We then go back 30 years to meet three generations of the Fonseka family in Sri Lanka. At its head is Bee, the caring patriarch, with his two daughters Sita and May and his beloved nine-year-old granddaughter Alice, the central character, who cares more for her grandfather than anyone else.

She and her mother leave their beautiful troubled island for London, where they have neither friends nor family. A broken woman, Sita had just lost her second child at birth in the hospital due to the neglect of a Sinhalese doctor. The relationship between mother and daughter is a tense one, not helped by her parent’s loveless marriage and bitter divorce.
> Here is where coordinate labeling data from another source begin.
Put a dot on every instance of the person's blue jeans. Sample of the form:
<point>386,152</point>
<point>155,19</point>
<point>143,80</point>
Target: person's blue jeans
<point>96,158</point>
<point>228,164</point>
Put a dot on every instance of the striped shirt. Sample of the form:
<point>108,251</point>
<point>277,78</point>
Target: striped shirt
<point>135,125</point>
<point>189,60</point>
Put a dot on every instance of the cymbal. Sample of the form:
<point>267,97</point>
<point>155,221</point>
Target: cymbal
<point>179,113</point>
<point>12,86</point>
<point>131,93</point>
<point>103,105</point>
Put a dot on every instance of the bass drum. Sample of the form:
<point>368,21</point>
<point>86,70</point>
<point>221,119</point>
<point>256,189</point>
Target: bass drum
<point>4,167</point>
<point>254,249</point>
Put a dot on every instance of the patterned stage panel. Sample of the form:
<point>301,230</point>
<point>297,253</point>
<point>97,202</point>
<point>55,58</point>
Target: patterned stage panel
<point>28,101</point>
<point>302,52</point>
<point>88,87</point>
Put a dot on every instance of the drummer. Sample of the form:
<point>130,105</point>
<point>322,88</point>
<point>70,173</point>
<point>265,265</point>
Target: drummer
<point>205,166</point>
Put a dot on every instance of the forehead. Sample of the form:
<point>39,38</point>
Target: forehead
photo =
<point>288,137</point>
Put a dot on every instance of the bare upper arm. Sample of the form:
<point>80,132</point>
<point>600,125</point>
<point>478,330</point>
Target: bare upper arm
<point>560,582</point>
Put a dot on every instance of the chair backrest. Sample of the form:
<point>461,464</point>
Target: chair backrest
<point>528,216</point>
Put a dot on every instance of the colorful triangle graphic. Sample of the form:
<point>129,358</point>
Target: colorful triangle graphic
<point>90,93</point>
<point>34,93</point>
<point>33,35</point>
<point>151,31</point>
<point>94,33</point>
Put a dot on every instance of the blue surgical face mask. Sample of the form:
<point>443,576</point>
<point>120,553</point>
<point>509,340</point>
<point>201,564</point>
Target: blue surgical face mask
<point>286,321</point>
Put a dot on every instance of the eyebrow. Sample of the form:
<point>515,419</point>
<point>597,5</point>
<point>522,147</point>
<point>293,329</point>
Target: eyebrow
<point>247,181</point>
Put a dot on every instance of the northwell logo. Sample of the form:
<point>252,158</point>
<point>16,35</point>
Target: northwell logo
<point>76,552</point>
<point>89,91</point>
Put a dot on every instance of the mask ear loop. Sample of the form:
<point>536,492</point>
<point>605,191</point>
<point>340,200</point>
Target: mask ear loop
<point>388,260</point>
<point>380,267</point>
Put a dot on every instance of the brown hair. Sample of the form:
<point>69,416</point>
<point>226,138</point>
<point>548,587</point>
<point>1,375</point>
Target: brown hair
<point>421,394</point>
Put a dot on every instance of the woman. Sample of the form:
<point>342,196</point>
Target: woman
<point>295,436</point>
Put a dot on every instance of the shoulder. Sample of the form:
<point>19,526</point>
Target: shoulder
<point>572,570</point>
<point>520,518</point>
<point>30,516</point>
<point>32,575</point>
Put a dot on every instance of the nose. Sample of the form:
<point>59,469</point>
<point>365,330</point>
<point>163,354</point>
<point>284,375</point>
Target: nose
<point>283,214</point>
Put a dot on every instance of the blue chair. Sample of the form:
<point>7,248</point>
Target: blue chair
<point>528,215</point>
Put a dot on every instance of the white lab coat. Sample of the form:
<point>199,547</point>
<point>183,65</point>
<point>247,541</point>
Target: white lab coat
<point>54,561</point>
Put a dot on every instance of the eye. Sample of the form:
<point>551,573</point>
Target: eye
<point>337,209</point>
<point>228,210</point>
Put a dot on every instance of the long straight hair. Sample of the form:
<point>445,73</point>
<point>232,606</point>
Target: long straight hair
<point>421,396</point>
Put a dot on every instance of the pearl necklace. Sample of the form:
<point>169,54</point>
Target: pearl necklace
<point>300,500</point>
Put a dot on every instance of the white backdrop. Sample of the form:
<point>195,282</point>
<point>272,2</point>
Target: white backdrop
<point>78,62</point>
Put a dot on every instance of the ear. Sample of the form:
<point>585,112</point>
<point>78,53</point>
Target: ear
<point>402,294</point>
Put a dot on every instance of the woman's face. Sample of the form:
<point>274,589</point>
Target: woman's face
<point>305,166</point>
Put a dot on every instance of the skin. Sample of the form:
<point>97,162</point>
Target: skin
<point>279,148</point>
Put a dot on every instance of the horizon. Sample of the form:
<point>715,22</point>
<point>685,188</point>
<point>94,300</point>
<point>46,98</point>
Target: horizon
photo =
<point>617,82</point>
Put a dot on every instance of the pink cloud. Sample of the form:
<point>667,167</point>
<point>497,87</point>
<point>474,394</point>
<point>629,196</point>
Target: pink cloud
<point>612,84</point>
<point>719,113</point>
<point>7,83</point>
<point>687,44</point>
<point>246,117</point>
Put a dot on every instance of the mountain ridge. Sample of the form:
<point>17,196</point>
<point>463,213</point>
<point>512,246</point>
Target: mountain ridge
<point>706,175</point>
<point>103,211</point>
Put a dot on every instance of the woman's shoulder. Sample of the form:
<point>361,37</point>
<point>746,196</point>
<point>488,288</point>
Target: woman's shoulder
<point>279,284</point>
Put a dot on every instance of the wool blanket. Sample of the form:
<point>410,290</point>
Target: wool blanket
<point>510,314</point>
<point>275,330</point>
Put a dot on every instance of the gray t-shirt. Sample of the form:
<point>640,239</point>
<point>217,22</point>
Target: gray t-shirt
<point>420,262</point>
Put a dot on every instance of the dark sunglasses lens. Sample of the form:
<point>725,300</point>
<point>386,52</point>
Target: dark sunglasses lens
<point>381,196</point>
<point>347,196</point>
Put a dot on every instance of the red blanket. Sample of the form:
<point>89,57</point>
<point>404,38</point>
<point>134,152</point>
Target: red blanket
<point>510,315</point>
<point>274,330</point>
Alice grows up a lonely, isolated girl. She, too, then has an unhappy marriage and a son who turns away from his mother.

Left alone, she slowly begins to fill her home with the colours of the sea. “Sandwiched between two worlds”, she finally finds her way and becomes an unusual and gifted artist, fulfilling her grandfather's hopes for her. At last, she finds love and begins to bloom in this alien country.

As well as writing novels, Tearne is also a painter, sculptor and film-maker and is a creative writing fellow at Oxford Brookes University.

But memories of Sri Lanka, its rich landscape, the sea and the brilliant plants and flowers of her island home inform her art and her writing.

Even now her country is still caught up in the bitter conflict between two ethnic groups, the Tamil minority and the majority ruling Sinhalese.

l Roma Tearne’s film Watermuseum is at the Ovada Gallery, Gloucester Green, Oxford, until Saturday. Investigating the lost stories and memories of strangers, inspired by objects discovered in museum collections, it focuses on the Museo Navale, Venice. It is a culmination of work made during her AHRC Fellowship in Visual Arts at Oxford Brookes University.